ARTS

Weekly Skylights: The Tripod Looks to the Clouds (Mar. 23)

4 min read

Joey Cifelli ’23

A&E Editor

March 14, 2021. Courtesy of Joey Cifelli ’23.

Phosphor bulbs dust their chalky white light over the asphalt. They remind me of a certain kind of diamond I read about many years ago, during my geology days. I read a textbook on the properties of numerous ores, minerals, and gemstones. Diamonds in particular stood out to me. Did you know that some diamonds glow under ultraviolet light? It varies by the stone. The glow is an undesirable property, and diamonds which glow less or not at all are considered to be the highest quality. This makes me sad, though I’m not sure why exactly. Something to do with ascribing human traits to minerals. They don’t take to it too kindly. I reach into my pocket and feel the cool lumps with my fingertips. 6.4/10.

March 15, 2021. Courtesy of Joey Cifelli ’23.

These days I’m in the opal business. Opals are the opposite of diamonds: smooth where they are sharp, black where they are clear, and mystifying where the diamonds, truth be told, are not. A surface dark as pitch, upon which veins of technicolor, crystal blood motionlessly pulses. I connect with them deeply. We’re both mostly empty, and yet sometimes a little bit of color worms its way through the muck and flicks its head about, and it feels like maybe it won’t be that way for much longer. So I tell myself, anyway. 6.8/10.

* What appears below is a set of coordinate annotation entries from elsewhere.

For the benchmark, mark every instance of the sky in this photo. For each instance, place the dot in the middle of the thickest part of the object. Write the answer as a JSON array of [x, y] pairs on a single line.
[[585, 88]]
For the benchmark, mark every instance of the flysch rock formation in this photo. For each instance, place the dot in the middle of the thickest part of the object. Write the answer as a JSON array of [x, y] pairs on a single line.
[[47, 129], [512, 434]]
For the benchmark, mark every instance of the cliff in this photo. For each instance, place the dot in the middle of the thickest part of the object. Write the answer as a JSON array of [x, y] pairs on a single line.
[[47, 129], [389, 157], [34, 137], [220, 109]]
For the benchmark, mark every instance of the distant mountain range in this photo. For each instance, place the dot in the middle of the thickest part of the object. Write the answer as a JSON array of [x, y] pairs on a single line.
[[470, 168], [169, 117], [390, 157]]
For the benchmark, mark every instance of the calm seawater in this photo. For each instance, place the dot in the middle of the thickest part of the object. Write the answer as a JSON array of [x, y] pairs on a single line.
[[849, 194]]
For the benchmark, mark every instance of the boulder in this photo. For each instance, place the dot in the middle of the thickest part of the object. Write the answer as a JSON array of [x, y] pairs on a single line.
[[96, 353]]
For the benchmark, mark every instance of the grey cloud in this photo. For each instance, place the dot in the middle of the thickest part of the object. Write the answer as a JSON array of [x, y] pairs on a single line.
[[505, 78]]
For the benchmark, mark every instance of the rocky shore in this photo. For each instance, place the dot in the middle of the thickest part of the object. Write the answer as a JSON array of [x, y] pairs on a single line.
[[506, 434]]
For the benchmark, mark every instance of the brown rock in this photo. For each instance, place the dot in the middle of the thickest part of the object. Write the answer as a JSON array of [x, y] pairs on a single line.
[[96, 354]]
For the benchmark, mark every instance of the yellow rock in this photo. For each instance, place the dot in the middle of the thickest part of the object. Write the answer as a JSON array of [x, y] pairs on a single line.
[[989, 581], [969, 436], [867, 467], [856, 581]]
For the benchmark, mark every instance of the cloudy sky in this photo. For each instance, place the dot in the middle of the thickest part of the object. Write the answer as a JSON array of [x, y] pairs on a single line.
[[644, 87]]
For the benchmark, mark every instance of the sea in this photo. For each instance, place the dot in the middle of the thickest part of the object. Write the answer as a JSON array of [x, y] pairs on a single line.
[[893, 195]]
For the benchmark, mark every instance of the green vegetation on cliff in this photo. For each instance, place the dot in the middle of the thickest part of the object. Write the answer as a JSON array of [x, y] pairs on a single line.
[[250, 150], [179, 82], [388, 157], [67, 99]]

March 16, 2021. Courtesy of Joey Cifelli ’23.

I find myself asking strange questions to the mirror. Why am I still living in a dirty apartment? Well, I don’t have anyone to show it to and impress. Why don’t I cook meals for myself? Why don’t I take walks outside like I used to? I used to love taking walks. I loved smelling the saltiness of the air and the sea foam on the cliff overlooking my park. I never thought about enjoying it, and I don’t think that’s even what I thought it was at the time. But, looking back, it might have not only been a liking of it, but something stronger. Do you ever find yourself taking something for granted, only to see it fade away? That’s cliché, and I don’t think it’s exactly what I feel. It’s as if I never took my life for granted, but a weight was placed inside my chest from the moment I was born, and I finally let go of it recently. Only now I don’t feel light and free and ready to fly off, I just feel hollow. 7.2/10.

March 19, 2021. Courtesy of Joey Cifelli ’23.

I hear saxophones buzzing in the park outside my window, their itchy notes floating over on the breeze. Makes me want to walk over. I think I might. After lunch. Well, I have some work I need to be doing anyway. A few more pages to the report. The breeze is nice coming in the room like this. I don’t think I’d miss much by staying in here. All my things are here. My computer, my phone, the air is the right temperature even with the window open. I don’t have to worry about talking to anyone or looking at anyone. It’s not so bad really. I think I’ll put on a video and sit back. Oh, there’s a knock at the door. No one ever comes to visit. I didn’t think anyone knew I lived here, even. It’s probably a wrong knock. And yet, well, they might be lost. I should help them. I think, I think I’ll get up after all. 6.2/10.